Besuch beim Vater

Auch an diesem Donnerstagabend verlasse ich um zwanzig vor acht das Seniorenwohnheim, das seit einem knappen Jahr meinen Vater beherbergt. Und wie jedes Mal gehe ich zu Fuß zurück zu meiner im gleichen Stadtviertel gelegenen Wohnung. Erleichtert sauge ich die frische Herbstluft in mich hinein.

Der Besuch beim Vater war anstrengend. Heute hat er seinen letzten Zahn verloren. Und obwohl es ihm klar sein musste, dass dieses Ereignis irgendwann eintreten würde, so war mein Vater darüber doch sehr traurig. Es gelang mir nicht, ihn aus seiner Niedergeschlagenheit herauszureißen.

Den Schmerz über den Verlust des letzten Zahnes kann ich mitempfinden. Viel hat mein Vater jetzt nicht mehr. Irgendwann verlieren wir alles wieder, was wir uns im Laufe eines Lebens mühsam angeeignet haben. Zuerst unsere Jugend, unsere Kraft, dann unsere Haare und unsere Zähne, oder umgekehrt; irgendwann verlieren wir den Lebensmut und schließlich lassen wir das Leben selbst zurück und fahren ein in den Himmel, ins Nirwana oder einfach in die Grube. So ist das.

Für ein Gebiss ist kein Geld da. Die Rente meines Vaters wird fast komplett für das Altenheim aufgebraucht. Mein Vater sprach zwar mal von einem Gebiss, aber ich konnte ihn davon überzeugen, dass er keines braucht. Und in seinem Alter schon mal gar nicht.

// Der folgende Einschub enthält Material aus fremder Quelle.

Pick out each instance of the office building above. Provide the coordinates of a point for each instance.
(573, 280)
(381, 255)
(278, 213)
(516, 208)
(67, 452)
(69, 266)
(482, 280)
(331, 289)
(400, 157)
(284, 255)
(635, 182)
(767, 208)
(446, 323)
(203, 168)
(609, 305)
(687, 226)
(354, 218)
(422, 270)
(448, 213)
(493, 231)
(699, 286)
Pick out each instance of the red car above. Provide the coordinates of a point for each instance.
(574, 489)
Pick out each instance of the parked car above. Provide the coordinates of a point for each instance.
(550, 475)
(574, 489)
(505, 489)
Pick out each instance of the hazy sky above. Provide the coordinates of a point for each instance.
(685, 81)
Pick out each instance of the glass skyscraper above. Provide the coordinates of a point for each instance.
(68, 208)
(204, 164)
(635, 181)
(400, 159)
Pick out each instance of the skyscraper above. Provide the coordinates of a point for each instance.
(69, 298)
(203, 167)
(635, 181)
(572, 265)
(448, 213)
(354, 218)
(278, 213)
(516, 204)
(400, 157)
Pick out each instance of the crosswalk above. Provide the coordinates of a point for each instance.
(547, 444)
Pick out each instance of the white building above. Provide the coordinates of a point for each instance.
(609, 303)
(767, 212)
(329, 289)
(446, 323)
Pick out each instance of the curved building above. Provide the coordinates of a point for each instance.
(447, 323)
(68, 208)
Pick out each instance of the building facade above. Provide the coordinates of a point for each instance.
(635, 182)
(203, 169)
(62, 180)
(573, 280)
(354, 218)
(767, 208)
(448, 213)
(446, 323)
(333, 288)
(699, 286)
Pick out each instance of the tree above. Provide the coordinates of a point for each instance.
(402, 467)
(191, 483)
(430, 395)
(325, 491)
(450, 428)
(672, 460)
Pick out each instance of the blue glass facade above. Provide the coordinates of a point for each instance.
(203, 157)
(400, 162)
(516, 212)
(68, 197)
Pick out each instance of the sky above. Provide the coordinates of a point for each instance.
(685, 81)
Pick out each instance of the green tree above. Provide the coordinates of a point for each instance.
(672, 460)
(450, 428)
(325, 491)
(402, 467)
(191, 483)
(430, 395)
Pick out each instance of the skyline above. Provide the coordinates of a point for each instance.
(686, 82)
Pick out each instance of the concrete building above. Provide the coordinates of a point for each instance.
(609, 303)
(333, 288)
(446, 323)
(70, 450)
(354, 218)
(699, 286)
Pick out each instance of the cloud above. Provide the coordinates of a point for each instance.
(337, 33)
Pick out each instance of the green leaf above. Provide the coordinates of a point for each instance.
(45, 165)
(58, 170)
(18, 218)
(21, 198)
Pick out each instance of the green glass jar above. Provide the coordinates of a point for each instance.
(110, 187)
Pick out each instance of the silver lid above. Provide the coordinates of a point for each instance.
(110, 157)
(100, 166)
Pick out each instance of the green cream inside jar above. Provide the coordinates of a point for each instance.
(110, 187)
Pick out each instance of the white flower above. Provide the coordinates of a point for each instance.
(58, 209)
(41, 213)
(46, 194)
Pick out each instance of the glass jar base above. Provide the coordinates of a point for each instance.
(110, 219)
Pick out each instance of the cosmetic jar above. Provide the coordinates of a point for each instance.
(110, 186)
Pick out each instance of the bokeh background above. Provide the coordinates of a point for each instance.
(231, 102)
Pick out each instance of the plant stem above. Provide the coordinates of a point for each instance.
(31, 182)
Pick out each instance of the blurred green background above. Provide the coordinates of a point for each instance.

Okay, das Sprechen ohne Zähne ist etwas schwierig. Man versteht meinen Vater kaum. Eigentlich versteht man ihn gar nicht. Bis vor Kurzem noch hat er die wichtigen Dinge immer aufgeschrieben. Das geht nun nicht mehr, die Hände sind zu zitterig.

Mir macht es nichts aus, wenn ich meinen Vater nicht verstehe. Die Geschichten aus dem Heim haben mich sowieso noch nie interessiert. Ich lasse ihn bei meinen Besuchen brabbeln. Die zehn Minuten, die ich bei ihm bin, gehen vorbei. Und danach wird er wohl die Wand anbrabbeln. Oder was weiß ich!

Aber ich habe meinen Vater regelmäßig besucht. Einmal die Woche, immer donnerstags, von halb acht bis zwanzig vor acht, so dass ich dann zur Tagesschau wieder zu Hause gewesen bin. Er hat sich jedes Mal über mein Kommen gefreut und auch für mich war es meistens erfreulich.

Heute war allerdings mein vorerst letzter Besuch bei ihm. Es ist jetzt nicht mehr nötig, dass ich nach ihm sehe. Es ist vorbei. Es bringt mir nichts mehr.

Ich blicke zur Uhr als ich die Wohnungstüre bei mir aufschließe. Vier Minuten vor acht. Ich werfe meinen Mantel hastig über den Sessel im Flur, eile ins Wohnzimmer zur Glasvitrine und legen den Zahn, den ich den ganzen Weg über noch in der Hand gehalten habe, in das oberste Fach zu den anderen der nun endlich vollständigen Sammlung. Ein kurzer Wärmeschauer der Zufriedenheit überfällt mich. Doch dann muss ich mich beeilen. Ich möchte mir noch vor der Tagesschau die Hände waschen.